Let’s face it: there is more to Brooklyn than what we see in Lena Dunham’s Girls, or that now infamous cliché music video “Brooklyn Girls” (or “Brooklyn Boys”) Not to say there isn’t truth to Girls – really, many 20-somethings experiences probably looks just like that. They probably do only run into racial minorities on the bus on the way to another shift at Café Grumpy. They probably never leave Bushwick.
So it’s new, at this point in the cultural flood of violet-haired femmes flooding into the neighborhood, to find a book that focuses on the other Brooklyn. On the babies who grew up there, thought they might leave, then had some kids with a south-side Brooklyn girl and ending up staying. It’s new to read about the lives and times of Marine Park rather than straight-up Bushwick.
And so Mark Chiusano frames his 17 stories about the people of Marine Park. People you know have Brooklyn rolling through their blood by the way they talk about “going into the city” as if the other boroughs are another world. Little kids who go from shoveling your walkway to holding down the jobs your uncle used to have.
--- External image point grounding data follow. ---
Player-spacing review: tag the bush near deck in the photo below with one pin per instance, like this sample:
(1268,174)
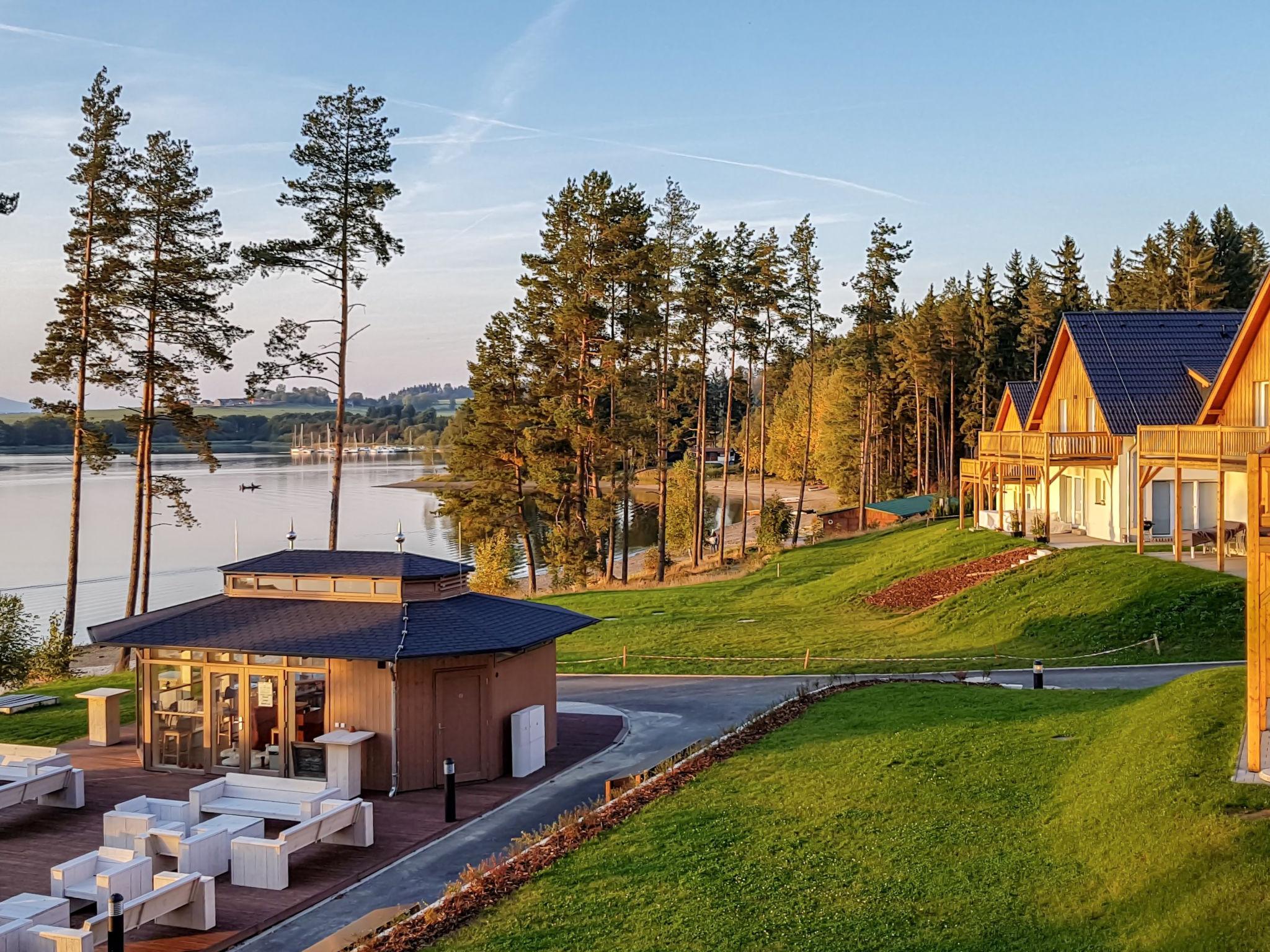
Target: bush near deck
(1071,603)
(911,818)
(50,726)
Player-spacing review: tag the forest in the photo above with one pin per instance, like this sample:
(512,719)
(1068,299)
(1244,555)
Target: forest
(638,337)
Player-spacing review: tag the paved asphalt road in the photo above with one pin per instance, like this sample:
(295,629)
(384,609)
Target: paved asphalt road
(664,715)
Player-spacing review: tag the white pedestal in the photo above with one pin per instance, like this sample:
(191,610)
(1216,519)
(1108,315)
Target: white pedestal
(103,715)
(345,759)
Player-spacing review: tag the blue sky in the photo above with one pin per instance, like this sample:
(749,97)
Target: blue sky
(981,127)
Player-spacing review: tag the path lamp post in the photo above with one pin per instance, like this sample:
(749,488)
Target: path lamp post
(448,767)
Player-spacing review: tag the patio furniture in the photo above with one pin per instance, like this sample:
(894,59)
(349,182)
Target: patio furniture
(183,901)
(14,703)
(103,715)
(51,786)
(263,863)
(42,910)
(270,798)
(171,847)
(94,876)
(134,818)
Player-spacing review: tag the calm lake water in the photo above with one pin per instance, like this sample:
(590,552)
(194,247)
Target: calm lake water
(35,503)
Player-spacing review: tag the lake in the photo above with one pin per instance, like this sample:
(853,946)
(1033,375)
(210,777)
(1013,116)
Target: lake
(35,495)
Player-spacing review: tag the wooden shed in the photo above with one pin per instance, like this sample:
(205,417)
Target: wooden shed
(301,643)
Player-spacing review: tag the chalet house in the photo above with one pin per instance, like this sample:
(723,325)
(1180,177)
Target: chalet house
(1075,460)
(303,643)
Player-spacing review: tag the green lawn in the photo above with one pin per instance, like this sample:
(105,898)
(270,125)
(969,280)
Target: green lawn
(918,818)
(48,726)
(1073,602)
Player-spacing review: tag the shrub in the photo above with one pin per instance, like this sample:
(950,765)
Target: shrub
(775,521)
(495,562)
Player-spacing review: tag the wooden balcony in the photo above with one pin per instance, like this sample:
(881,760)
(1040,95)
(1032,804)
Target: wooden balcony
(1032,447)
(1201,447)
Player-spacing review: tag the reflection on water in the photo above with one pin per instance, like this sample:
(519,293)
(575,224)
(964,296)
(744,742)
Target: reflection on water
(35,495)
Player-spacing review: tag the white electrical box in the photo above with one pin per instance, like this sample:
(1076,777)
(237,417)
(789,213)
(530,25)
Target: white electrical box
(528,741)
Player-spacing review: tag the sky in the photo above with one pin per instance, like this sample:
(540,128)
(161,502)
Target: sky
(980,127)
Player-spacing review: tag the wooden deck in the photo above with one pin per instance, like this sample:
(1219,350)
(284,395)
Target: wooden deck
(33,838)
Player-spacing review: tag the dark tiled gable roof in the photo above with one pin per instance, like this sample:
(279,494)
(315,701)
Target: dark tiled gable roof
(1023,392)
(469,624)
(321,562)
(1137,361)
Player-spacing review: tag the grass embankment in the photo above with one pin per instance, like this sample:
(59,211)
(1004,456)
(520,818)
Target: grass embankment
(1071,603)
(48,726)
(917,816)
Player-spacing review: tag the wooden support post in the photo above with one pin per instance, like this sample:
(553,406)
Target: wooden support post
(1254,620)
(1178,495)
(1221,507)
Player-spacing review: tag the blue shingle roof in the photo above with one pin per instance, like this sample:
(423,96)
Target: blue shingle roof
(1023,394)
(464,625)
(1137,362)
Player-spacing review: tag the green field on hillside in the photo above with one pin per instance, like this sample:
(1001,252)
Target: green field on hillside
(912,818)
(48,726)
(1073,602)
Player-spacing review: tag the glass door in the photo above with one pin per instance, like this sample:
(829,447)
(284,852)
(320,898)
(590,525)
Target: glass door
(226,721)
(265,723)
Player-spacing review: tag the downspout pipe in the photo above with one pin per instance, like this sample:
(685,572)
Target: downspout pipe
(393,664)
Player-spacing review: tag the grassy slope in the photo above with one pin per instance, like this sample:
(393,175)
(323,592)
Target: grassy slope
(69,720)
(916,818)
(1075,602)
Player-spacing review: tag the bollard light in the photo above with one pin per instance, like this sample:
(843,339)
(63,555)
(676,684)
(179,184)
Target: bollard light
(451,811)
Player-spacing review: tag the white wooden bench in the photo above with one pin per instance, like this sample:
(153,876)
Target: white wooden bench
(270,798)
(183,901)
(94,876)
(135,818)
(263,863)
(51,786)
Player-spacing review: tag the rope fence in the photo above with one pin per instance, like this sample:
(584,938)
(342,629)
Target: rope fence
(807,658)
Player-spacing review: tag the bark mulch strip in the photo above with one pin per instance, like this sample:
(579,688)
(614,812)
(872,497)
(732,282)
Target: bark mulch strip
(484,888)
(929,588)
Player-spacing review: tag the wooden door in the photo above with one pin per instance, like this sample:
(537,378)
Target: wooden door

Many of the stories revolve around a pair of these boys, Lorris and Jamison, the first-person seer of a good portion of the book. Their experience looks nothing like what I’d expect from binge watching too much Girls – it seems so much more community, so much more neighbor-helping/knowing-neighbor, almost more small town. The boys age throughout these stories, find love, find their niche. While Lorris goes off elsewhere to college, only coming home for emergencies and major holidays, Jamison stays. Something about Marine Park keeping his inside its boundaries.
There’s other characters as well. One a sleaze who sells goods like cigarettes and pills to grade school kids before going home and jerking off with one hand holding a firearm (I KNOW this guy! I know him!) Another a couple who’ve raised their kids in the area, been there seemingly forever and look like they’re going to stay seemingly forever. Another a group of friends that pass herpes around, one to the other to a boy to a girl. All people you probably remember from your own neighborhood, really. While little seems to tie these characters to Lorris and Jamison besides their neighborhood, reading the new characters serves at least to show the other experiences of residents besides that of the young male protagonists.
While I had fun reading through the stories, discovering this new neighborhood, there’s little in terms of heart or juicy sentences that’s really making it stick for me. I had hopes this would like, catch and capture a significant time/area/culture much like Let the Great World Spin, but there’s no comparing. Maybe more than anything, Marine Park can be culturally significant right now to make us remember that, yes, there are real people in Brooklyn that live here and grew up here and don’t look like Catey Shaw.